Dans la même logique, a-t-elle poursuivi, le gouvernement du Sénégal a engagé un processus de réforme du Comité sénégalais des Droits de l’homme (CSDH) visant fondamentalement à permettre à l’Institution nationale des Droits de l’homme (INDH) d’être plus conforme aux principes de Paris sur les INDH. Le projet de loi vient d’être adopté le 6 décembre 2023 en Conseil des ministres. Elle doit être votée par l’Assemblée nationale.

‘’La jouissance effective des libertés de réunion et de manifestation constitue une priorité majeure pour les autorités sénégalaises. À titre illustratif, le gouvernement a institué, par la loi du 23 mai 2022, le référé administratif. Le juge agit ainsi surtout lorsque cette violation porte une atteinte grave et manifestement inégale à l’exercice de cette liberté fondamentale. Dans le domaine de l’éducation et de la santé, des efforts ont aussi été enregistrés avec des résultats notables. Ainsi, le taux d’abandon scolaire, à l’élémentaire et au cycle moyen, a baissé respectivement de 7,9 % et de 8,4 %.

S’agissant de l’enseignement coranique, l’inspection des ‘’daara’’ est érigée désormais en direction nationale, la Journée nationale des ‘’daara’’ a été institutionnalisée depuis janvier 2023 et la politique nationale d’éducation inclusive a fait l’objet d’une validation politique.

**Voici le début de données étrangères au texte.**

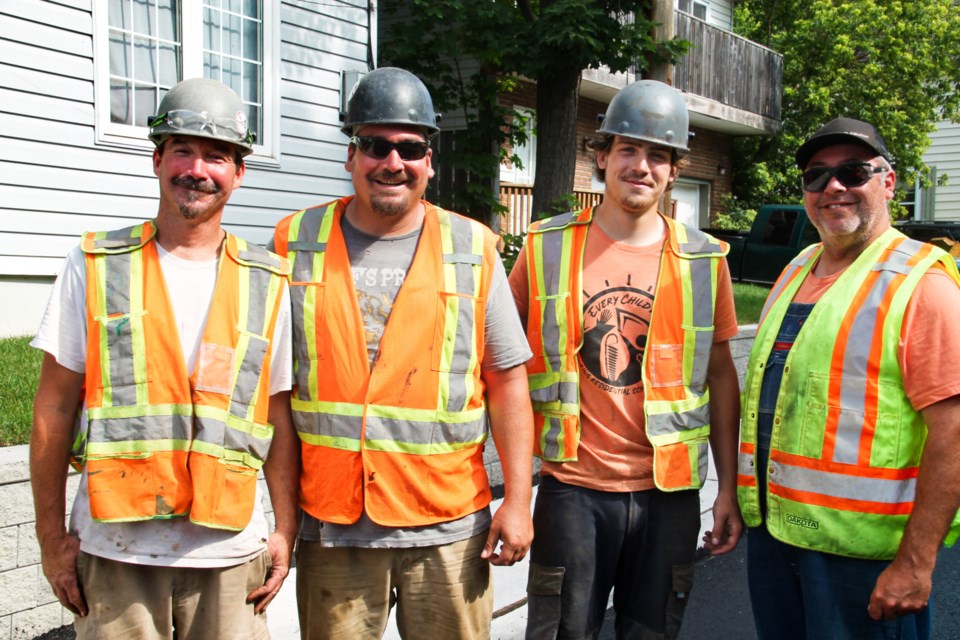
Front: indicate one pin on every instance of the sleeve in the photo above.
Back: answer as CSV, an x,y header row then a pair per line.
x,y
505,344
63,329
281,361
929,351
725,314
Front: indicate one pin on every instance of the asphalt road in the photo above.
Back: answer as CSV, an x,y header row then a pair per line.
x,y
719,607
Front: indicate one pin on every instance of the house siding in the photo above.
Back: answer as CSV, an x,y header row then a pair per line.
x,y
944,154
56,181
709,150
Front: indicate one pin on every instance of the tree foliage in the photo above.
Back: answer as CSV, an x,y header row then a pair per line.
x,y
895,64
469,51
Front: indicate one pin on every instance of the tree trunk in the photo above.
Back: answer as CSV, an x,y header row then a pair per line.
x,y
557,99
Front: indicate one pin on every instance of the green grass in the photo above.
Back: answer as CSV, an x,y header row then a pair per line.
x,y
19,372
749,299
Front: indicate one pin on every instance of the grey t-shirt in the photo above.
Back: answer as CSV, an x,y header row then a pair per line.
x,y
379,267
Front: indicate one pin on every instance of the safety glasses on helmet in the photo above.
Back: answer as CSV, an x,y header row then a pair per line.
x,y
380,148
849,174
198,122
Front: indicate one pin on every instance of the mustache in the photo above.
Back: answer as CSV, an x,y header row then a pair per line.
x,y
391,176
206,186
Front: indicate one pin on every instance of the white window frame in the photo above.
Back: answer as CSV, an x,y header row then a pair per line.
x,y
527,152
266,149
694,5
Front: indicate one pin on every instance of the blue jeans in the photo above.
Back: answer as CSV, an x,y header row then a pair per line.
x,y
798,594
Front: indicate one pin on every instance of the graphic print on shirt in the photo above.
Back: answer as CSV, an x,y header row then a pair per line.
x,y
377,289
615,324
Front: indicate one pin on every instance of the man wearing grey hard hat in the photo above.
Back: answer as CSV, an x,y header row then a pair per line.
x,y
171,339
408,348
849,478
629,314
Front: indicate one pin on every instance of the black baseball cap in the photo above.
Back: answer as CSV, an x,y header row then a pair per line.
x,y
841,131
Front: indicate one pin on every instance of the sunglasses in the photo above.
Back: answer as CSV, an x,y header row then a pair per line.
x,y
192,121
850,174
379,148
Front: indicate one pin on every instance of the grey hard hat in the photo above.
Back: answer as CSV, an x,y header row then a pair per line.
x,y
390,96
206,108
651,111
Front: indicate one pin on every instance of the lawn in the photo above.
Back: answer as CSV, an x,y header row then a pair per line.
x,y
19,371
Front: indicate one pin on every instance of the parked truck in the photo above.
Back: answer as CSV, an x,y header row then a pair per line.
x,y
781,231
778,234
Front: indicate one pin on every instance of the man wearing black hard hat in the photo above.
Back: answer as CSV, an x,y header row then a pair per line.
x,y
848,477
173,335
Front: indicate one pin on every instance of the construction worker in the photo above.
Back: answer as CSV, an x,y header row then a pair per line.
x,y
629,314
174,337
849,478
406,342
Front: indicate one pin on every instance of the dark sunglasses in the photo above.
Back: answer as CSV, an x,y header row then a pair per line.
x,y
379,148
850,174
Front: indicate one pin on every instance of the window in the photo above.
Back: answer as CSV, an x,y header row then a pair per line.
x,y
144,47
696,9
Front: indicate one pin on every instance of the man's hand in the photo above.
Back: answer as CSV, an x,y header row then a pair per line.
x,y
58,556
727,525
280,548
900,590
513,526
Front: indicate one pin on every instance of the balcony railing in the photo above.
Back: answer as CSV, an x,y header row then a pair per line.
x,y
519,201
729,69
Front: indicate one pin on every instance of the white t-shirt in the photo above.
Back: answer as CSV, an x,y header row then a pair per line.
x,y
175,542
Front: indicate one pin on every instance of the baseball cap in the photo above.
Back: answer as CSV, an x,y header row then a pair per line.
x,y
841,131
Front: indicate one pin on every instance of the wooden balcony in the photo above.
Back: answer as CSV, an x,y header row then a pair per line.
x,y
518,199
728,69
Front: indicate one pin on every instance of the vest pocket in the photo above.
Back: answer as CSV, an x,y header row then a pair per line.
x,y
666,364
224,492
138,486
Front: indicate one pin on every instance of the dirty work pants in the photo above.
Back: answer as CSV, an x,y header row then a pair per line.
x,y
441,591
139,602
639,544
798,594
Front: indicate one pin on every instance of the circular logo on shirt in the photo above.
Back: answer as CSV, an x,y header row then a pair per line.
x,y
615,323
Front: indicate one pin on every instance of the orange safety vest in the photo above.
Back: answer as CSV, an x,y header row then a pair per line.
x,y
403,439
161,442
679,341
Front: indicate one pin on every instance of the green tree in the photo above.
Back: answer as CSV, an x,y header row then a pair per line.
x,y
469,51
895,64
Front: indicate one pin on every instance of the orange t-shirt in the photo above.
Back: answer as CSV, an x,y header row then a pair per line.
x,y
619,283
929,351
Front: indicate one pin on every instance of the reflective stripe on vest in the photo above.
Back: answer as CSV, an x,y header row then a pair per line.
x,y
358,426
677,412
846,440
146,414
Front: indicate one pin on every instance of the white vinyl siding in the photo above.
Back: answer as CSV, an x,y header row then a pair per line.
x,y
58,180
944,154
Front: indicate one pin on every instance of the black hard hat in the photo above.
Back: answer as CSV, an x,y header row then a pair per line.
x,y
390,96
842,131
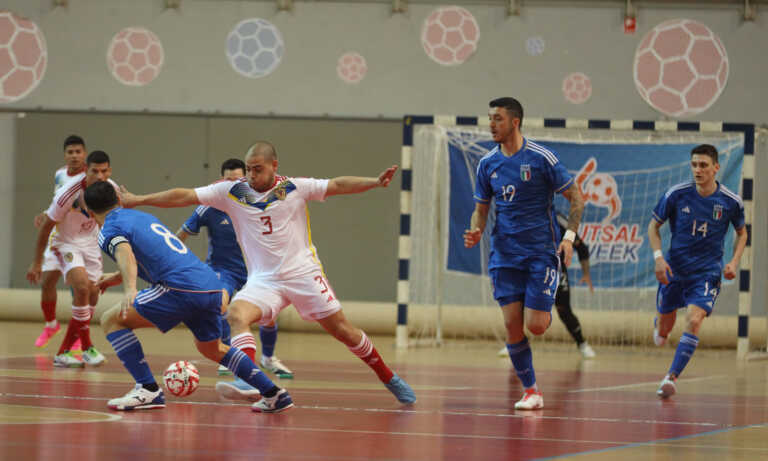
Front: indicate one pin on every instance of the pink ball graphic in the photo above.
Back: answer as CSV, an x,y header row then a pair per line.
x,y
577,88
351,67
135,56
450,35
681,67
23,57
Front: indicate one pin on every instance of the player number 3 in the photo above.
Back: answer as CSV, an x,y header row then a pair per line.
x,y
171,240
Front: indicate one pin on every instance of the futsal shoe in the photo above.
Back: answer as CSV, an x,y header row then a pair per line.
x,y
532,400
237,390
275,404
274,365
93,357
667,387
586,351
401,389
67,360
46,335
138,399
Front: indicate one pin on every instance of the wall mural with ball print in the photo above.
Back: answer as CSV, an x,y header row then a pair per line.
x,y
680,66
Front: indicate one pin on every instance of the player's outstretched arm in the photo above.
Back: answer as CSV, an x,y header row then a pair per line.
x,y
356,184
126,263
476,225
172,198
741,242
662,269
44,232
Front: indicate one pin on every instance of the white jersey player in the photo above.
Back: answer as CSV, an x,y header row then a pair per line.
x,y
75,247
269,214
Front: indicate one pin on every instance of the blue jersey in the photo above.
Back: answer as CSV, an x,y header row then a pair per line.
x,y
523,186
223,250
698,225
160,256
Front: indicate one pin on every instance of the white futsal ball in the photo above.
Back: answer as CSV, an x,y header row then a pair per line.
x,y
181,378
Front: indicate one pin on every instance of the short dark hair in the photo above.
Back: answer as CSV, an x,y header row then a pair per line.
x,y
705,149
232,164
513,106
97,156
100,196
72,140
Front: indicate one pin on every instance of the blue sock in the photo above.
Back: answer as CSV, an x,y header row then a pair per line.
x,y
268,337
683,353
245,369
226,336
128,349
522,360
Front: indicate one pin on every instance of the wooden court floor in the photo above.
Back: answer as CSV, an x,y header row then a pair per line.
x,y
601,409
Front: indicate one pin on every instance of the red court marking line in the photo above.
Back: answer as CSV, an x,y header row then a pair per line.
x,y
409,411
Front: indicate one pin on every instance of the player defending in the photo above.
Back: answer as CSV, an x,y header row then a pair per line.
x,y
74,159
522,177
269,213
77,252
699,213
183,289
226,259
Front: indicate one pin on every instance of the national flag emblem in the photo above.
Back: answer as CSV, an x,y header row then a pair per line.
x,y
525,172
717,212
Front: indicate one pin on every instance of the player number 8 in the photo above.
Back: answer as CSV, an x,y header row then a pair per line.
x,y
171,240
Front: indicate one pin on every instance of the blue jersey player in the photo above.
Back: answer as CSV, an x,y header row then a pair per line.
x,y
226,259
522,177
699,213
183,290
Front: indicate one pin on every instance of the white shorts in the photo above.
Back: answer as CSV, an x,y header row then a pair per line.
x,y
311,295
65,257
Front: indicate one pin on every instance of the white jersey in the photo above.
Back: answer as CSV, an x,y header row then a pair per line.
x,y
73,224
272,227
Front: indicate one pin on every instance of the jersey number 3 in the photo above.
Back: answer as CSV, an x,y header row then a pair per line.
x,y
171,240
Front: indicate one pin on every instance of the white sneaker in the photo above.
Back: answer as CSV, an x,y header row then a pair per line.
x,y
138,399
667,387
586,351
532,400
274,365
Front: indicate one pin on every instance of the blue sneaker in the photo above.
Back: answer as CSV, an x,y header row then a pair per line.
x,y
237,390
279,402
401,389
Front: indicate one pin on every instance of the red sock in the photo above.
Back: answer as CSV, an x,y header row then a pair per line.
x,y
370,355
49,310
246,343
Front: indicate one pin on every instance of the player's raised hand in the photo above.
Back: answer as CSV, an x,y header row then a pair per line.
x,y
662,270
472,237
386,177
34,273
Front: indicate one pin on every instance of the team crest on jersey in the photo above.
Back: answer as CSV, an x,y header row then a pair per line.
x,y
525,172
717,212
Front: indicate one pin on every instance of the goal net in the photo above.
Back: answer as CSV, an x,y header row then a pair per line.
x,y
621,173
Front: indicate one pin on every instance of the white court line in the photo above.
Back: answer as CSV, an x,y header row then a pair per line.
x,y
655,383
411,411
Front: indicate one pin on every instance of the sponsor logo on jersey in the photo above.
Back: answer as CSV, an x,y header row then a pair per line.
x,y
525,172
717,212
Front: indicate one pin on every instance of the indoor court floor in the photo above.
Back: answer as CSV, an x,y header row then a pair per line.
x,y
600,409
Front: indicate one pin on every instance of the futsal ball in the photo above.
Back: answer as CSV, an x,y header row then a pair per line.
x,y
135,56
181,378
681,67
23,57
255,48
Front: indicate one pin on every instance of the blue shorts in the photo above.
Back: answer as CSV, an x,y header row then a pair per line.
x,y
232,281
166,308
701,292
536,285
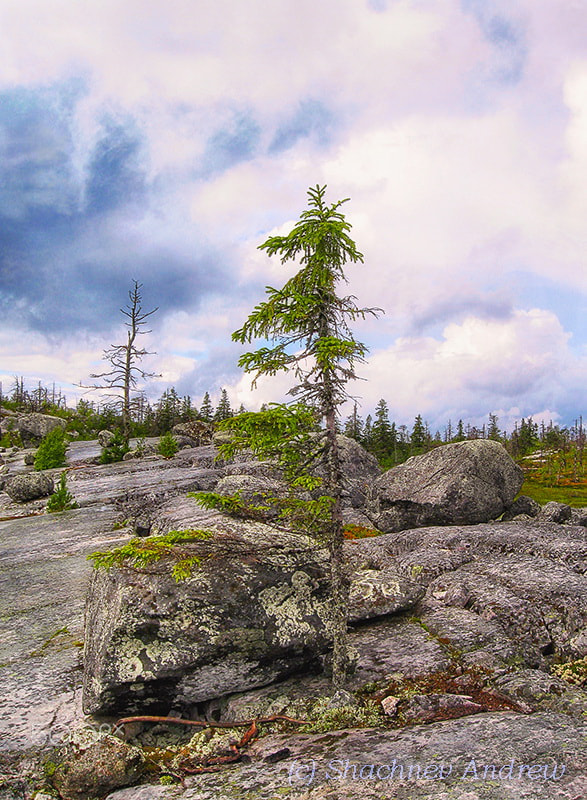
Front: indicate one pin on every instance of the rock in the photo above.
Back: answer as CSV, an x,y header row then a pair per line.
x,y
434,707
484,755
390,705
252,612
31,486
196,431
460,483
378,592
554,512
41,629
522,505
578,517
92,765
359,469
34,427
105,438
254,490
544,692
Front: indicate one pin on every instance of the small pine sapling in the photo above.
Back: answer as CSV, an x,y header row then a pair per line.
x,y
168,445
115,450
51,452
61,499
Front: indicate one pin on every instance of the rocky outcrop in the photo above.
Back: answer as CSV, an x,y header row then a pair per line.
x,y
253,610
460,483
105,438
500,601
91,766
196,432
494,756
32,486
33,427
359,469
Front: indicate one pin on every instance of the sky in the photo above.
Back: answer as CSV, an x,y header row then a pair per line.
x,y
164,140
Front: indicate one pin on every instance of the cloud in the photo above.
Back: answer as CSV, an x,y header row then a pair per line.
x,y
145,140
477,366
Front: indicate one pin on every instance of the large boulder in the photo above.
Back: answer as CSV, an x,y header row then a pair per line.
x,y
29,486
254,610
34,427
92,765
459,483
359,469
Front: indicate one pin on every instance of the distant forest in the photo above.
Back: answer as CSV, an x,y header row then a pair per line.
x,y
389,442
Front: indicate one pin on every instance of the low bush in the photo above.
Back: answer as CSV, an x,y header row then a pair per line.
x,y
168,445
51,452
115,451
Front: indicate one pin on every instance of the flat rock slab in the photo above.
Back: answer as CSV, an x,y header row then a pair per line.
x,y
493,756
125,481
44,574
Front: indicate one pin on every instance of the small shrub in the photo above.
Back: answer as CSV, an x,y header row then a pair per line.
x,y
51,452
114,451
139,553
352,531
574,672
168,445
61,499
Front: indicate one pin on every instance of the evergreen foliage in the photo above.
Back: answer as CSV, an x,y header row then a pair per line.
x,y
61,499
168,445
420,436
306,326
223,410
51,452
207,410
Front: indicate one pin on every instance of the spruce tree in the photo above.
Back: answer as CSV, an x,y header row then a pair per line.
x,y
305,327
420,437
353,427
223,409
382,440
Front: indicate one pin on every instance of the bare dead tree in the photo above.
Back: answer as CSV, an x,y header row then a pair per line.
x,y
124,359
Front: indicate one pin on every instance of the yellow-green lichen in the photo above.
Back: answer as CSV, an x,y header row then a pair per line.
x,y
141,552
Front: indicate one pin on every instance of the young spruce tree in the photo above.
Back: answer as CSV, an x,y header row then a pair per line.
x,y
305,327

Le passage du Sénégal devant le groupe de travail de l’EPU est important, en ce qu’il permet de passer en revue l’ensemble des réalisations de notre pays dans le domaine des Droits de l'homme durant les cinq dernières années. Notre ambition est d’engager avec les experts et les institutionnels que vous êtes, un dialogue exhaustif et constructif pour l’amélioration de la situation des droits humains dans notre pays’’, a soutenu l’avocate.